A escravidão estava no patamar
dos piores crimes possíveis para o 16º Presidente dos Estados Unidos. Para
acabar com essa abominação, ele entrou em uma guerra que consumiu quase um
milhão de vidas. O buraco era bem mais embaixo e os estados do sul usavam a mão
de obra escrava como sustentáculo dos seus ganhos e lucros, assim como fizeram
durante tanto tempo. Além da luta armada foi preciso muita conversa, quebra de
princípios e jogadas pouco nobres para que a 13ª emenda fosse aprovada e
adicionasse na Constituição a proibição da escravatura em todas as suas formas
e procedimentos.
“Lincoln” que estreou no Brasil recentemente e está concorrendo a
12 estatuetas no Oscar desse ano é o novo filme do diretor Steven Spielberg. É
um testemunho pesado e longo (são duas horas e meia de duração) sobre alguns
meses entre o final de 1864 e o começo de 1865, justamente o período de
aprovação da referida emenda. Abraham Lincoln havia acabado de se reeleger e os
Estados Confederados do Sul começavam a ceder, logo o final da guerra se
aproximava. Todavia, isso não era o bastante. Ele queria fechar para sempre as
portas que culminavam nesse tipo tão vil de conduta.

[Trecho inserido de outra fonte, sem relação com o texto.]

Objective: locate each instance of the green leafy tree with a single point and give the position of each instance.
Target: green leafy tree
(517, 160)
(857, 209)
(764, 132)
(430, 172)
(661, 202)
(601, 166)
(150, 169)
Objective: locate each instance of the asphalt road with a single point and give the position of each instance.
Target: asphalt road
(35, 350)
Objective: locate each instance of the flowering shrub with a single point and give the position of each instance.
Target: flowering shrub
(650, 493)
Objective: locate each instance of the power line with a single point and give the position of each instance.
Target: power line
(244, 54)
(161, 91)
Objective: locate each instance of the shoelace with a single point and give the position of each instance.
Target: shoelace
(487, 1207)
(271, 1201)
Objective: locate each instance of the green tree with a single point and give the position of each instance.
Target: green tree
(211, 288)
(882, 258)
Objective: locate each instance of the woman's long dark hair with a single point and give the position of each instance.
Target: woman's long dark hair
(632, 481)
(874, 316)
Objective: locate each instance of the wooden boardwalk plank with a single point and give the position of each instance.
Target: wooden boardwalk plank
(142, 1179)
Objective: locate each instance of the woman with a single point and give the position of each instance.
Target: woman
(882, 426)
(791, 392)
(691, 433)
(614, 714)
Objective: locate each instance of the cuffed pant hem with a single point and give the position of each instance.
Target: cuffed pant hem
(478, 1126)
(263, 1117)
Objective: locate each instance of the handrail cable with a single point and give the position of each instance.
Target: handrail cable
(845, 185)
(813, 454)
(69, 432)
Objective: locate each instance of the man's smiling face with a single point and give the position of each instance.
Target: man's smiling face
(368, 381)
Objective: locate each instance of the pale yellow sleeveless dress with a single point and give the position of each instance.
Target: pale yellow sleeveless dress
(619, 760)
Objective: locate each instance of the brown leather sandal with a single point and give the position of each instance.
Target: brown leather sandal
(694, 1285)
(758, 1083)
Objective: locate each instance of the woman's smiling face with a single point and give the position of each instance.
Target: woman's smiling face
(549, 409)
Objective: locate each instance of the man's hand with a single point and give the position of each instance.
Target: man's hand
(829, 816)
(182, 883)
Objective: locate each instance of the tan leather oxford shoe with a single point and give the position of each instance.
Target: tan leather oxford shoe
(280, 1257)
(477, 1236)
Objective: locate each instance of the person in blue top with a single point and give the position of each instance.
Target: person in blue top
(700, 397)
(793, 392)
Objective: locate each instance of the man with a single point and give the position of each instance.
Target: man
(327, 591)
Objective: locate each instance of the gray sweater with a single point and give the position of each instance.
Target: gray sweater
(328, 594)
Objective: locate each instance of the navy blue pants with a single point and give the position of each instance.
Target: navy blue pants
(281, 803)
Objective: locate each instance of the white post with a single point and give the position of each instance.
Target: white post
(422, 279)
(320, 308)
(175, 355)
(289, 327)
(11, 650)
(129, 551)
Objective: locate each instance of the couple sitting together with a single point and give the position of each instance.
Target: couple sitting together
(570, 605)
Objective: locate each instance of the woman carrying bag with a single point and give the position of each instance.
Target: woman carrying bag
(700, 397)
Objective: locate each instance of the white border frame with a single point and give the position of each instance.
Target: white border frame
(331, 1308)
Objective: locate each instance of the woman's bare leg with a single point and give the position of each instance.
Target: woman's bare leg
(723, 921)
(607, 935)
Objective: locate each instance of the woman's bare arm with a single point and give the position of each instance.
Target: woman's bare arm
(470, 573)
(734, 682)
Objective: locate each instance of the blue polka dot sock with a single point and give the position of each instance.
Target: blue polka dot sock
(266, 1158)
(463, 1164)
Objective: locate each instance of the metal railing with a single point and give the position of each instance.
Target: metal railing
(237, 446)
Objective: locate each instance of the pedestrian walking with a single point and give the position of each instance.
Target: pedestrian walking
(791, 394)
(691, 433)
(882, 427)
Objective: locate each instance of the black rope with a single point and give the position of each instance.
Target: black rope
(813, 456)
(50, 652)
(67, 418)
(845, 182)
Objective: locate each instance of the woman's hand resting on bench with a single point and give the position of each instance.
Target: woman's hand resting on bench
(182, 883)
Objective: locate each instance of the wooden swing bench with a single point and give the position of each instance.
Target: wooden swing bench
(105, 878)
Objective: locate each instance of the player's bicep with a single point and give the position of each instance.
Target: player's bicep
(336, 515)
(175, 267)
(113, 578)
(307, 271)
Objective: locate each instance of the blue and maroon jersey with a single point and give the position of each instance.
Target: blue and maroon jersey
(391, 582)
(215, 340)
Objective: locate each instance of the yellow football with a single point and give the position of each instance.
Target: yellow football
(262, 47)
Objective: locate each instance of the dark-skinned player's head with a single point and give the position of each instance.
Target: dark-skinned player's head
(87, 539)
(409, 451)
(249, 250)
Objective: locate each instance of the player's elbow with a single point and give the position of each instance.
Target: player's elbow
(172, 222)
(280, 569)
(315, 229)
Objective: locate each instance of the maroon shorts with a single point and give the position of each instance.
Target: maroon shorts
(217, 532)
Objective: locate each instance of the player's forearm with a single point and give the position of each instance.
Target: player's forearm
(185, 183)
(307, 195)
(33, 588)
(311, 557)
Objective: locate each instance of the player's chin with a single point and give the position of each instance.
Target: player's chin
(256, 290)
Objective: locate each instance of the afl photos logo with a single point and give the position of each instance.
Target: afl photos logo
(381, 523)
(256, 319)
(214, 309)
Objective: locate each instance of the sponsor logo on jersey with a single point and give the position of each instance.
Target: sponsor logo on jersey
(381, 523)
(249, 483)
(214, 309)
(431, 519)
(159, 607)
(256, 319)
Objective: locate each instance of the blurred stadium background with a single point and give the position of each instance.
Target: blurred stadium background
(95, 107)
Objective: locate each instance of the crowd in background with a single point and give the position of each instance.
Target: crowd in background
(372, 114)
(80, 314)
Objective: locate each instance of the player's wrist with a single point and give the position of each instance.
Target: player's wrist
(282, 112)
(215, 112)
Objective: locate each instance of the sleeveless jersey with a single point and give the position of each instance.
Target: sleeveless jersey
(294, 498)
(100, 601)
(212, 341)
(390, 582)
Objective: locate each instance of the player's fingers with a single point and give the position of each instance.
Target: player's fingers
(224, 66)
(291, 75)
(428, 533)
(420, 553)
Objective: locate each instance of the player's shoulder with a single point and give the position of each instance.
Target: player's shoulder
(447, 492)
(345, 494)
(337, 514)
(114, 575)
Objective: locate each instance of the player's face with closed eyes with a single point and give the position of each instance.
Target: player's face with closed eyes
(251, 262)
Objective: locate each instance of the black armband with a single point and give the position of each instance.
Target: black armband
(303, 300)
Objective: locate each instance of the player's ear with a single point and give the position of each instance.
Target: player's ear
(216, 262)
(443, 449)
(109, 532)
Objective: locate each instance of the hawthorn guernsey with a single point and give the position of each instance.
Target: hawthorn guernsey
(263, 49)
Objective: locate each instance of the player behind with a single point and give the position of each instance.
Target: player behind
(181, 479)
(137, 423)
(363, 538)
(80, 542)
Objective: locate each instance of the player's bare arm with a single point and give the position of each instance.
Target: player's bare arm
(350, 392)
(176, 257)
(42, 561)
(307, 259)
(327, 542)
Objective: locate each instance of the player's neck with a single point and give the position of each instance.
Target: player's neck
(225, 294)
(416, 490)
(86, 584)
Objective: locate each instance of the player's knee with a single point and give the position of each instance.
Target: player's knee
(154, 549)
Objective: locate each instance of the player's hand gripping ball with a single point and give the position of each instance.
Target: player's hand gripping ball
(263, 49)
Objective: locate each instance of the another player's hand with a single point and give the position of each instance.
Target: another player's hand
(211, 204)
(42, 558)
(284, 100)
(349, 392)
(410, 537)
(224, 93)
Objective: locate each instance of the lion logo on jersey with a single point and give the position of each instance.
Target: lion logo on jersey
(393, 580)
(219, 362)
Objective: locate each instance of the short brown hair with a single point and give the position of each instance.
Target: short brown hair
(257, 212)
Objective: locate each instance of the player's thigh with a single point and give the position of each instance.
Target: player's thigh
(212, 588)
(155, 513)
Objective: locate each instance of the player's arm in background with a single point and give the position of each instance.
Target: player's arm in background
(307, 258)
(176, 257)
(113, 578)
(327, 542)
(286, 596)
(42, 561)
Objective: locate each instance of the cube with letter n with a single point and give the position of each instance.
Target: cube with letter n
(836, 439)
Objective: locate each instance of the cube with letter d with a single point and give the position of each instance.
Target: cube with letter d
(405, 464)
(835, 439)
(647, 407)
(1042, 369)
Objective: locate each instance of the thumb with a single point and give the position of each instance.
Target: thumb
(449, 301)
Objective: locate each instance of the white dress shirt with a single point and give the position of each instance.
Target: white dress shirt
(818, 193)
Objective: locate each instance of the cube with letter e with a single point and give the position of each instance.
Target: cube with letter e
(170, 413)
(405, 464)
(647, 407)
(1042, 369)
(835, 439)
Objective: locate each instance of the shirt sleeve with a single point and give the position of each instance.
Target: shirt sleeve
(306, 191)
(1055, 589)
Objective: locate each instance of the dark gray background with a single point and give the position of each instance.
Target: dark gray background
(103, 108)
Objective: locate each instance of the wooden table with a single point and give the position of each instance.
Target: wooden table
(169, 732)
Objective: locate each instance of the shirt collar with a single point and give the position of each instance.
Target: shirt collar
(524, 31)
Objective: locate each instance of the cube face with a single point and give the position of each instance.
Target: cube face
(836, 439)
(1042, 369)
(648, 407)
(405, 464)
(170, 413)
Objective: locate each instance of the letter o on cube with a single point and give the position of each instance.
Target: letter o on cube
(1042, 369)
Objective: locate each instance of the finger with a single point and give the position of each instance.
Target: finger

Usando muitos e muitos diálogos e
com raríssimas cenas de ação ou de aventura, Spielberg provoca um mergulho em
um mundo escuro e denso, onde navegam lado a lado outras questões. Questões
como a ética, questões como os limites do poder, questões como a crueldade do
ser humano para com seus pares. Quem gosta de história e/ou conhece um pouco
dessa parte da trajetória dos Estados Unidos, irá se sentir bem mais a vontade,
isso é certo, porém, não somente para esse tipo de público “Lincoln” foi idealizado, a questão política tem um fiel endosso de
atualidade no seu foco.
Com toda a licença para o uso de
clichês, o elenco é estelar. Daniel Day-Lewis está soberbo como Abraham
Lincoln, Sally Field une desespero e força para Mary Todd, a esposa do Presidente,
David Strathairn aparece como o amigo e braço-direito William Seward, o
Secretário de Estado do país, Tommy Lee Jones impressiona como Thaddeus
Stevens, um importante político do partido conservador e James Spader coloca no
balcão um pouco de riso como o negociante de votos W. N. Bilbo. Isso tudo
amarrado com o roteiro categórico de Tony Kusher, responsável pelo estupendo
“Angels In America”.
A parte técnica é outra invasão
de nomes experientes e habilidosos, conhecedores de suas respectivas searas. Steven
Spielberg repete a dobradinha que rendeu estatuetas do Oscar em 1994 e 1999
(com “A Lista de Schindler” e “O Resgate do Soldado Ryan”, respectivamente) e
coloca Michael Kahn na montagem e Janusz Kaminiski na fotografia. Preciso
nestes dois pilares, a direção se preocupa assim em controlar a vasta gama de
personagens com papel de destaque, uma quantidade bem acima dos filmes
habituais. E é nos atores que o filme se desenvolve de maneira exemplar.
Contudo, “Lincoln” ainda esbarra em duas situações. A primeira é a impressão
que deixa de que os fins justificam os meios. Sim, esses meios sempre foram
utilizados e provavelmente sempre serão e os objetivos aqui em questão são mais
que nobres, mas pode ter uma extensão de compreensão a ser usada como desculpa
para absurdos diversos. Isso já foi visto em inúmeras ocasiões. Uma das falas
de Thaddeus Stevens depois da votação resume bem onde o Presidente teve que ir
para conseguir seu desejo: “esta é a maior lei do século e foi conseguida à
base da corrupção por um dos homens mais puros que eu conheço”.
A outra situação que prejudica um
pouco o resultado final é que somente em esparsas passagens o filme realmente apresenta
um clímax. Um desses momentos é a defesa que Lincoln (com Daniel Day-Lewis
sobrenatural) faz das razões para aprovar a 13ª emenda. Mas, cenas assim são raras
e apesar de todo o brilhantismo dos atores e a eficiência da área técnica, as
emoções são contidas, comedidas, controladas. Mesmo assim, “Lincoln” é um ótimo trabalho para o diretor depois do fraco
“Cavalo de Guerra”, como também para esse importante personagem que vê sua
história contada longe de caçadores e de vampiros.